De uitspraak benadrukt het belang van arbitragebedingen in contracten en de gevolgen daarvan voor de bevoegdheid van de rechter in civiele zaken. De uitspraak is relevant voor partijen die betrokken zijn bij internationale overeenkomsten en de toepassing van arbitrage in geschillenbeslechting.

Uitspraak

Rechtbank DEN HAAG

Team Handel - voorzieningenrechter
zaak- / rolnummer: C/09/486859 / KG ZA 15-508
Vonnis in kort geding van 12 juni 2015
in de zaak van
de vennootschap naar buitenlands recht
Can-Pack S.A.,
gevestigd te Krakau (Polen),
eiseres in conventie,
verweerster in voorwaardelijke reconventie,
advocaat mr.

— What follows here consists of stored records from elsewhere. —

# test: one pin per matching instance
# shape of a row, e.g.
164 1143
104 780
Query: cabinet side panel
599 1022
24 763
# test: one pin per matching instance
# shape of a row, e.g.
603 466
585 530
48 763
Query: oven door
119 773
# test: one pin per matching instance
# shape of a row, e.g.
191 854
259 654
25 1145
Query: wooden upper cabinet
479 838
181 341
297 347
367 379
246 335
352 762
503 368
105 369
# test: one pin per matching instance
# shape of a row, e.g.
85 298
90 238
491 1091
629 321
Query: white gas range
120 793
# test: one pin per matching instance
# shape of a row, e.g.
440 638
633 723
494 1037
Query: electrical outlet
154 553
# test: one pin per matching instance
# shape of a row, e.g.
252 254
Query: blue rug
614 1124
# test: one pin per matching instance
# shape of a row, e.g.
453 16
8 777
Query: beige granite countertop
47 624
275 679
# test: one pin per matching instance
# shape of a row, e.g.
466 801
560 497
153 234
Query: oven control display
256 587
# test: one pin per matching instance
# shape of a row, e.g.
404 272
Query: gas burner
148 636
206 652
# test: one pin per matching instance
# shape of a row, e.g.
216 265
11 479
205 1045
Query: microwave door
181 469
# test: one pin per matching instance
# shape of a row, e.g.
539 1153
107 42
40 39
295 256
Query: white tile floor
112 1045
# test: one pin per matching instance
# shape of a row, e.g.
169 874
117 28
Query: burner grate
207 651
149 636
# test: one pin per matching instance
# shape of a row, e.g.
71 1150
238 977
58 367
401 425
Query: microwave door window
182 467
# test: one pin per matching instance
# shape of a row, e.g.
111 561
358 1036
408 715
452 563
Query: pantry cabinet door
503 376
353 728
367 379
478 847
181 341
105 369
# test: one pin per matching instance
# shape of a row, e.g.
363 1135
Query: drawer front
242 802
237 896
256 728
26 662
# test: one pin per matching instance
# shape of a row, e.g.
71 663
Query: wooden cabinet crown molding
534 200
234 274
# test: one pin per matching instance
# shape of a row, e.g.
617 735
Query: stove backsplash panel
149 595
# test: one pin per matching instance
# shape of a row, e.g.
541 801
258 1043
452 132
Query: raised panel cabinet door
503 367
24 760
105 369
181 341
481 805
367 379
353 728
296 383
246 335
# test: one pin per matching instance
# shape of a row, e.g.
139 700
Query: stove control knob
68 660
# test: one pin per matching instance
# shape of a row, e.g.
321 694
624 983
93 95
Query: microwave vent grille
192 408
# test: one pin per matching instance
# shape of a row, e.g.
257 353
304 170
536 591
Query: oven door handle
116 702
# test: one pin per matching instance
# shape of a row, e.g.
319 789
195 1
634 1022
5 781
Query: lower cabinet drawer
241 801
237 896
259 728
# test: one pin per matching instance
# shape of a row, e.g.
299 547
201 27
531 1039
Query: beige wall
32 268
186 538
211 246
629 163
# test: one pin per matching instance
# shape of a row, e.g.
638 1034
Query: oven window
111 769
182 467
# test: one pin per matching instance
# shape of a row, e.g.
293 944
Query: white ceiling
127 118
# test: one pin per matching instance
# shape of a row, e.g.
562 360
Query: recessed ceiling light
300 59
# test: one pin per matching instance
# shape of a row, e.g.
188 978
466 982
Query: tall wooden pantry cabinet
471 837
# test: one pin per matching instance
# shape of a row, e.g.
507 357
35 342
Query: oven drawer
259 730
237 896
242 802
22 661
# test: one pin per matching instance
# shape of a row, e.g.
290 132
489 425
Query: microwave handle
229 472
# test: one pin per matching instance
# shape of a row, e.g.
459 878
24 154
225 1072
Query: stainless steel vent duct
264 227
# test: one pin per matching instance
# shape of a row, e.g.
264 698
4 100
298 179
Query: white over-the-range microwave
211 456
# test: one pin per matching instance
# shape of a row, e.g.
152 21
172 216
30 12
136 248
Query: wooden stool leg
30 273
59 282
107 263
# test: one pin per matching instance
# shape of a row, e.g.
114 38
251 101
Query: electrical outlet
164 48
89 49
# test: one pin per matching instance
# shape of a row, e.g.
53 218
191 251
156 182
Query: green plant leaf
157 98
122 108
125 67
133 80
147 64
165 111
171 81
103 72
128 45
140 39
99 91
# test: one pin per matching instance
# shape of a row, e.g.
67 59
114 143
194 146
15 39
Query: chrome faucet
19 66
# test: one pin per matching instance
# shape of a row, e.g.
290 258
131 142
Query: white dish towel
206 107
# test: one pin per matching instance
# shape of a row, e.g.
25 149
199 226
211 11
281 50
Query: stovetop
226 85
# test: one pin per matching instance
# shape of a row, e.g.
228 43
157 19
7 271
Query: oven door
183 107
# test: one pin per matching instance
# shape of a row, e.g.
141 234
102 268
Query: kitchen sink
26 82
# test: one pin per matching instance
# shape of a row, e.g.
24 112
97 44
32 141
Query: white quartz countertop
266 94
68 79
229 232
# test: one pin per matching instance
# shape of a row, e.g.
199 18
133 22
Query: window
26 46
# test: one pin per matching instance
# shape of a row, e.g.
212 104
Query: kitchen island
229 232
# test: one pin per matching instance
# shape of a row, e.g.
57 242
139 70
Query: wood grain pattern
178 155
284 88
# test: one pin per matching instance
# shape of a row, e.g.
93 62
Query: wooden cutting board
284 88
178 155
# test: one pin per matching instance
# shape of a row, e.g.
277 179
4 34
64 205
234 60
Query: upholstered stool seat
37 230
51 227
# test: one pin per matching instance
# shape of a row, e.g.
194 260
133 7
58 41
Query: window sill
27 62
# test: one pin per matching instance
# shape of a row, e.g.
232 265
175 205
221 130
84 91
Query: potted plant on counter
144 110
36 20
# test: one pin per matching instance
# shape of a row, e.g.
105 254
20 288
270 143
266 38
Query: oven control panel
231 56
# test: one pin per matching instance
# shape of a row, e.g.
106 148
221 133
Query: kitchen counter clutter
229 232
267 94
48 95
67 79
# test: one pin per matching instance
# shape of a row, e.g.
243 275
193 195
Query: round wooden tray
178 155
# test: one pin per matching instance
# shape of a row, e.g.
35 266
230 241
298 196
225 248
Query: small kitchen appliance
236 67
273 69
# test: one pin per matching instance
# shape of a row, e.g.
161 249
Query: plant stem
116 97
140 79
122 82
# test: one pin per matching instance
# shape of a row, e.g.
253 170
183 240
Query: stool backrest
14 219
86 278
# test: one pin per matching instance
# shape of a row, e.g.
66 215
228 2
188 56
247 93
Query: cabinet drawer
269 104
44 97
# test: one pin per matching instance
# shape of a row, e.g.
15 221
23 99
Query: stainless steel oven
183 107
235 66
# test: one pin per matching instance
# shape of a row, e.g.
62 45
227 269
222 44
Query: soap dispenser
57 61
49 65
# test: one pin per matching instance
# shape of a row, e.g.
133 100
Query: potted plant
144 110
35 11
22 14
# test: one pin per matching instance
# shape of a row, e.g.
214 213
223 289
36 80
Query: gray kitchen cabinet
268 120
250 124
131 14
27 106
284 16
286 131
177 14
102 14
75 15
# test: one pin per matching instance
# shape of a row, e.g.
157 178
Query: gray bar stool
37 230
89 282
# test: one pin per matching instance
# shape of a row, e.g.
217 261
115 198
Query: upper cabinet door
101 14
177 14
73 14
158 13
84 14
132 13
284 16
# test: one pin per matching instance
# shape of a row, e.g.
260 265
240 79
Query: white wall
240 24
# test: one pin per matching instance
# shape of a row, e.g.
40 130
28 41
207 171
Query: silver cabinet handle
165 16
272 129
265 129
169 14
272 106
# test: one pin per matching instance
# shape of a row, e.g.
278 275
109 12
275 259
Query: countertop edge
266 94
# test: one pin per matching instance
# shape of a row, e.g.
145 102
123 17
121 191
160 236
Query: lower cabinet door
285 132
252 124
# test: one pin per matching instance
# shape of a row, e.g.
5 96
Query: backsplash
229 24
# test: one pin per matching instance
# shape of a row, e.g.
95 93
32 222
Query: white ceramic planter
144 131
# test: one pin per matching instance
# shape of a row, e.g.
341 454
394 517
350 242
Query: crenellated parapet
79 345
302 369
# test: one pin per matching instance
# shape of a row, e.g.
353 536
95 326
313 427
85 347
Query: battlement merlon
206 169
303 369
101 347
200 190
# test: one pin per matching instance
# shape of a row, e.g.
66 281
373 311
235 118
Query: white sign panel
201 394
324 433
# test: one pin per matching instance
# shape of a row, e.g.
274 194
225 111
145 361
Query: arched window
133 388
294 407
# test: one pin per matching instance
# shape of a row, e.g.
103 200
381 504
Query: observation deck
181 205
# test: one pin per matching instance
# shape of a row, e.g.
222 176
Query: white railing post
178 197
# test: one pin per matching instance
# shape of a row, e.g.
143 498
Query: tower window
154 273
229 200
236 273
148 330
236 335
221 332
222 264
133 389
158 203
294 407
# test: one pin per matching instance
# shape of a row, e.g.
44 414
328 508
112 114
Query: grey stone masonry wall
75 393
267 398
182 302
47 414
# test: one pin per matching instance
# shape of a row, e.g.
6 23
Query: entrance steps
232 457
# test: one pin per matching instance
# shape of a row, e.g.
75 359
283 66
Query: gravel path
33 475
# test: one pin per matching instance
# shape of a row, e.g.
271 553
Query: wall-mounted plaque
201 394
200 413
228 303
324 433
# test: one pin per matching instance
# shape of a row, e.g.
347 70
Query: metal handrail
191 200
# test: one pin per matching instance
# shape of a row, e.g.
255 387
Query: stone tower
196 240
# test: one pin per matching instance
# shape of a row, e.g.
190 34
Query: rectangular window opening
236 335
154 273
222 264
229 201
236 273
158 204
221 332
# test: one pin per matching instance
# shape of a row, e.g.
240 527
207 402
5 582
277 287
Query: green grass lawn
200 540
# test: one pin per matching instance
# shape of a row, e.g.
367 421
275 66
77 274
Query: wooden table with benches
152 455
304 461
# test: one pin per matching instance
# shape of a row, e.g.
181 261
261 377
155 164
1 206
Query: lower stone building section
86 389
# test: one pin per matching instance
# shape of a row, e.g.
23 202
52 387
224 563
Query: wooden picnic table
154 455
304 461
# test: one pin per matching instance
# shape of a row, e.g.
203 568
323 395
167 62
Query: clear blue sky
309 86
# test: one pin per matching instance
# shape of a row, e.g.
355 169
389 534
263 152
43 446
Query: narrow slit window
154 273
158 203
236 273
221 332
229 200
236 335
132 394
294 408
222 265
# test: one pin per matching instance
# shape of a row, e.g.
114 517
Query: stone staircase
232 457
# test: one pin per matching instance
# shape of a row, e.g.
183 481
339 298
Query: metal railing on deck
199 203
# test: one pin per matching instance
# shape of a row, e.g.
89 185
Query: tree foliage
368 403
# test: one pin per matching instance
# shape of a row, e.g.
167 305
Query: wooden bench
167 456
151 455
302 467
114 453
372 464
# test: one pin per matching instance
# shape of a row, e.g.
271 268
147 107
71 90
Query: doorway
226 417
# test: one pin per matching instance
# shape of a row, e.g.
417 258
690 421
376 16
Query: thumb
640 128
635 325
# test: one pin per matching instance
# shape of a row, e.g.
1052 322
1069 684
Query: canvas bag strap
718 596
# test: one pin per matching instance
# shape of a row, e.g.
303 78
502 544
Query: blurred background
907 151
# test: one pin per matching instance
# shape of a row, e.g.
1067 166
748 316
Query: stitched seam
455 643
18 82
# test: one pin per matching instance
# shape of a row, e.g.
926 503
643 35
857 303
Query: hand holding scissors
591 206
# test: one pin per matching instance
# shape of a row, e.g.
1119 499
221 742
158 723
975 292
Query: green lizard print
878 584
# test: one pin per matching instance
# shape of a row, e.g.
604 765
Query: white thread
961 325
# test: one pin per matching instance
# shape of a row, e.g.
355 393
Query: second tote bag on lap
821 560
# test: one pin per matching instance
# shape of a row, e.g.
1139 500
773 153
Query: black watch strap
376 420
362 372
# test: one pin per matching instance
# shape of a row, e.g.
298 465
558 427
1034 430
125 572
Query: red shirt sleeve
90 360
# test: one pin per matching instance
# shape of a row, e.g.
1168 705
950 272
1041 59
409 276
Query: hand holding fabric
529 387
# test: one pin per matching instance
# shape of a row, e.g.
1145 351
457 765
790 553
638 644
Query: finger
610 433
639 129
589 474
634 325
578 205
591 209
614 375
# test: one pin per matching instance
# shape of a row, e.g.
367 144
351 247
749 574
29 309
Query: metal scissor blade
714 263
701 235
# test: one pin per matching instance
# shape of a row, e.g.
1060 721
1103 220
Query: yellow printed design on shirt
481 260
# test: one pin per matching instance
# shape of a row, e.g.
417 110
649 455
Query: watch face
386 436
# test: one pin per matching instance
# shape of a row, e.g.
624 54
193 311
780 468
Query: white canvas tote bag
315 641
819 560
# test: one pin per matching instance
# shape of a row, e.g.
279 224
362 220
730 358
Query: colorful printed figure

R. Teitler te Amsterdam,
tegen:
[A], handelende onder de naam
Lucanto,
wonende te [woonplaats],
gedaagde in conventie,
eiseres in voorwaardelijke reconventie,
advocaat mr. J.G. Mulder te Rotterdam.
Partijen worden hierna respectievelijk aangeduid als ‘Can Pack’ en ‘[A]’.

1.Het procesverloop

Can-Pack heeft [A] op 30 april 2015 doen dagvaarden om op 29 mei 2015 te verschijnen ter zitting van de voorzieningenrechter van deze rechtbank. De zaak is op die datum behandeld. Vonnis is bepaald op heden.

2.De feiten in conventie en in reconventie

Op grond van de stukken en het verhandelde ter zitting van 29 mei 2015 wordt in dit geding van het volgende uitgegaan.
2.1.
Can-Pack is een Polen gevestigde onderneming die zich bezig houdt met de productie van verpakkingen van levensmiddelen, met name (alcoholische en non-alcoholische) dranken. Can-Pack is in heel Europa actief.
2.2.
Met ingang van januari 2010 heeft [A] op grond van (een tweemaal verlengde) agentuurovereenkomst (‘contract of mandate’, hierna ‘de Overeenkomst’) als handelsagent voor Can-Pack gewerkt. De laatstelijk overeengekomen verlenging had een looptijd tot 31 mei 2015.
2.3.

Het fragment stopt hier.